The players delve into the Level 1 Lair, fight the Nightmare, get the Anchor, take it back to the KoD for XP and rest. But then the level 1 Lair fades away, leaving the level 2 Lair with no more connection to the KoD. (all of this is discussed on p. 306) So how do the PCs go back to delve further? Isn't the rest of the incursion effectively cut off for the time being? Even if it eventually re-attaches to a level 1 Lair, that just re-starts the problem, doesn't it?
The party has to wait until another incursion happens, and it will, before they can enter the deeper lairs.

Or, alternatively, the PCs delve into the level 1 Lair, fight the Nightmare, get the Anchor, and decide to press on into the level 2 Lair. The level 1 Lair fades away, trapping the PCs? Maybe it leaves a way out, but this is still not 100% clear--the rules say that nobody gets trapped in an anchorless lair, but the PCs in the level 2 Lair are not trapped in an anchorless lair--they're trapped in a lair with an anchor that no longer attaches to the KoD via a level 1 Lair.

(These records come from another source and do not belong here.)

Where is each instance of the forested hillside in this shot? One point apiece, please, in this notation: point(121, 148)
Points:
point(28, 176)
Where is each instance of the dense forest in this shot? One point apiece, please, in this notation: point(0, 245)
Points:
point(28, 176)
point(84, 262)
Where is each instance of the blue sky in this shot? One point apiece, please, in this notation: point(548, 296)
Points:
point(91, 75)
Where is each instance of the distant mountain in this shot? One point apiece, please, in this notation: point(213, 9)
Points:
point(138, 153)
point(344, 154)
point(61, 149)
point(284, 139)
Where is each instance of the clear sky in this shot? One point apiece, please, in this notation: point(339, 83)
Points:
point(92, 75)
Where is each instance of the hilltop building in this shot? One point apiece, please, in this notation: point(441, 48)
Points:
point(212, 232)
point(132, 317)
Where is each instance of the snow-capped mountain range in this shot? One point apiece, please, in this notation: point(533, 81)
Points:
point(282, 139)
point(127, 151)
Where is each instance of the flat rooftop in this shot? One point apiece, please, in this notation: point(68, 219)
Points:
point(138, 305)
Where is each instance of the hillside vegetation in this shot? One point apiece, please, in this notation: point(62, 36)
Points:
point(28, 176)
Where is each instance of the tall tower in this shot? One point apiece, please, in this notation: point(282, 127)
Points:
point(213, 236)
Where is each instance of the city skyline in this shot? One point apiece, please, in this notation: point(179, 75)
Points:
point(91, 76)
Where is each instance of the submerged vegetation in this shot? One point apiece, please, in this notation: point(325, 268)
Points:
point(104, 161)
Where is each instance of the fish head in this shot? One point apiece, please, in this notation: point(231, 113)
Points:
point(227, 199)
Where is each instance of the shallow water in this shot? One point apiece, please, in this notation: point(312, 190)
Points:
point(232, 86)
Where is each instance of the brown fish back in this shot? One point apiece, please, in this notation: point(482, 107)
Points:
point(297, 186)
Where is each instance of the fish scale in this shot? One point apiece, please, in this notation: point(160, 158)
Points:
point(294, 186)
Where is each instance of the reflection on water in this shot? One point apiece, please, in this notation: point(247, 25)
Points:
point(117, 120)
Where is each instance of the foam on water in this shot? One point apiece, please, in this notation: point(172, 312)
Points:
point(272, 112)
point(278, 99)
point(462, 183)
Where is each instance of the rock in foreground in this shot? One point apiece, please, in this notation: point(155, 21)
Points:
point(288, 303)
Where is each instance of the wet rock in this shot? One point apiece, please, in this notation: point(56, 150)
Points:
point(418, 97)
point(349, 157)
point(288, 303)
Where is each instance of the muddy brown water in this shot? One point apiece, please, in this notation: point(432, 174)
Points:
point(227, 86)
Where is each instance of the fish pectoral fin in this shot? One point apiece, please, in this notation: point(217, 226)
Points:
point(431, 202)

That is a good question. How I would interpret it is they are not lost in the inner lairs. When the party claims an anchor and the lair collapses, the party within it returns to the Kingdom of Dreams unless they move to another lair before then. Otherwise it would be much harder to play a higher level game. There is no version of Plane Shift in The Nameless Grimoire.